The results of CART analysis suggested that BMI < 25 kg/m2 and age < 64 years were the first and second risk factors of IFI for men in summer, respectively, and BMI < 20 kg/m2 was the first risk factor for women in winter. We observed that the individuals with BMI < 18.5 kg/m2 had a higher prevalence of IFI than individuals in other BMI groups in both summer and winter, although no statistical difference was found in the present study. Individuals with low BMI might have a lower level of water loss than those with high BMI. However, due to the limitation of the cross-sectional study design, no causal relations between low BMI and IFI in the study can be determined. A survey conducted among Irish adults indicated an association between lower fluid intake and higher BMI [35]. Instead, Kant et al. found an association between higher body mass and higher water intake in the adult US population [40]. Furthermore, data also suggested that age < 64 years was associated with IFI for men in our study. Since the age of retirement for men is between 60 and 65 years in China, the retired population may have more spare time to pay attention to maintaining a healthy body hydration status. In contrast, S.M. Roche et al observed that men at an older age had lower water consumption in Canadian communities [26]. This association was also reported by other studies [41,42,43,44].
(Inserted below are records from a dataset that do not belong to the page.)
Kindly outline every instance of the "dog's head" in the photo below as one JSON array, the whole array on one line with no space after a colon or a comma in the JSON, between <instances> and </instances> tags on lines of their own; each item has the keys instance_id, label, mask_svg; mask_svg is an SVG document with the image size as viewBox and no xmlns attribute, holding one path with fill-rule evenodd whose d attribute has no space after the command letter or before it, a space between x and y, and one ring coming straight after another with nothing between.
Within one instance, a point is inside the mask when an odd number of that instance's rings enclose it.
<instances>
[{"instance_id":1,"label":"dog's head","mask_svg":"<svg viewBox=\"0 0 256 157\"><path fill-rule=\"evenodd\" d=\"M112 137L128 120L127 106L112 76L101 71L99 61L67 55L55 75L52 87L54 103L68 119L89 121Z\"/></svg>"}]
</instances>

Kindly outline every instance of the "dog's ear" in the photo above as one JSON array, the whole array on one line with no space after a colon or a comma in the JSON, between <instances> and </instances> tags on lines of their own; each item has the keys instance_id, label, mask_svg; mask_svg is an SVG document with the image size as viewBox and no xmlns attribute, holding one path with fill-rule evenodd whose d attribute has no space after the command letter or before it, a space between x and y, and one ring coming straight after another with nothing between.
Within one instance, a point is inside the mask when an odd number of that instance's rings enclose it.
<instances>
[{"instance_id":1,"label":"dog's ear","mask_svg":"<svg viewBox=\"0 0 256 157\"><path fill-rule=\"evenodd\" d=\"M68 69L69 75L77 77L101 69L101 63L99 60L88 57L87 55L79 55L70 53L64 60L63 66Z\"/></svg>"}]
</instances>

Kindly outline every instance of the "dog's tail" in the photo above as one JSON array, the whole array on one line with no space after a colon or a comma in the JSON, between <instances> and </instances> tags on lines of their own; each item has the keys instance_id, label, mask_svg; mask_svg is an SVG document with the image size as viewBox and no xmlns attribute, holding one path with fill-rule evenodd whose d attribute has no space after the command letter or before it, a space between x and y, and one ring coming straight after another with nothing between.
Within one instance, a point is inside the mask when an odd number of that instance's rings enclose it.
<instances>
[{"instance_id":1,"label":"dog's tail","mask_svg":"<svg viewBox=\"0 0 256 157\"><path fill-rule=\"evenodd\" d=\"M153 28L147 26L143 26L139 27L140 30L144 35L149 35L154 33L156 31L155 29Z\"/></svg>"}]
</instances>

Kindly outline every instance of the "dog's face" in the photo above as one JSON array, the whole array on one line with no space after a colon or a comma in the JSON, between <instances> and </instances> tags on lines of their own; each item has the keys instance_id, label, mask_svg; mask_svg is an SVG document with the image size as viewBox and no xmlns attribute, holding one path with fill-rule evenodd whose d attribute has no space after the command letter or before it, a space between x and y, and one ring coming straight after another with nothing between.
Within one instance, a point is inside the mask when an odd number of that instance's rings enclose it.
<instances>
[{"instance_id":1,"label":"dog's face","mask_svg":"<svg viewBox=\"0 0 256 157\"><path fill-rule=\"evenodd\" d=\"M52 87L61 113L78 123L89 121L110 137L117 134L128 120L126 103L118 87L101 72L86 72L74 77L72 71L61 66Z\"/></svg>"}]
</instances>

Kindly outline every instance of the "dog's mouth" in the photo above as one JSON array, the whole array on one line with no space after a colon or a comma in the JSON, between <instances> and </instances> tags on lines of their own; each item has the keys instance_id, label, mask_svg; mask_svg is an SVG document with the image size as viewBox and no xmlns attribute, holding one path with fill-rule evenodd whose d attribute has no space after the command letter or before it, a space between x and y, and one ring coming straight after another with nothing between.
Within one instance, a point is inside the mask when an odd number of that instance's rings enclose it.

The volume of fluid intake varies across countries around the world. A systematic review was conducted to assess fluid intake from 2000 to 2013 and reported that the daily fluid intake among adults was 0.8–3.4 L worldwide [39]. Another survey conducted in 15 countries also showed considerable variation in fluid intake across countries [45]. In our study, the volume of fluid intake varied significantly across different communities. The CART analysis showed that, in summer, participants who lived in C Community had IFI, especially women with BMI < 29 kg/m2. Conversely, we also found that the volume of fluid intake in C Community was significantly higher than that in A and B Communities in winter. One possible reason is that the activity patterns of individuals in C Community may differ in summer and winter. It is also noteworthy that C Community was a relatively older community with a lower socioeconomic status than A and B Communities [30]. Studies from the United States and the United Kingdom reported that lower-income adults may be at greater risk of inadequate hydration than higher-income adults [34, 43, 46]. Zhang et al. also found that low socioeconomic status may decrease fluid consumption [14].

To the best of our knowledge, this is the first cross-sectional study using CART analysis to determine the high-order interactions and thresholds of risk factors associated with IFI. Furthermore, risk factors were ranked according to their importance to IFI. The detection of risk factors can be useful for the identification of individuals who may at greater risk of dehydration. The seven-day self-reported method for assessing fluid intake has been validated for accuracy and reliability [47, 48], and this method has been widely used in previous studies [13, 14, 33, 45].

Limitations should be mentioned for our study. First, several factors that may potentially affect the fluid intake, such as season (spring and autumn), physical activity levels, income, and educational levels of the participants, were not considered. Second, according to the daily adequate fluid intake (1.5–1.7 L) recommended by CNS, 1.5 L was used as the threshold of IFI for general population in the present study. Detailed analysis using gender/age differentiated threshold of IFI should be employed in the further study. Finally, our study was conducted among the urban population in Wuxi, so the results may not be generalizable to the whole population. More extensive and large-scale investigations are required in the future.

Conclusions

Most of the participants living in the study site had IFI. The fluid consumption varied by gender, age, location, and BMI. The findings could be useful for the implementation and optimization of intervention programs by identifying the individuals who may at greater risk of dehydration.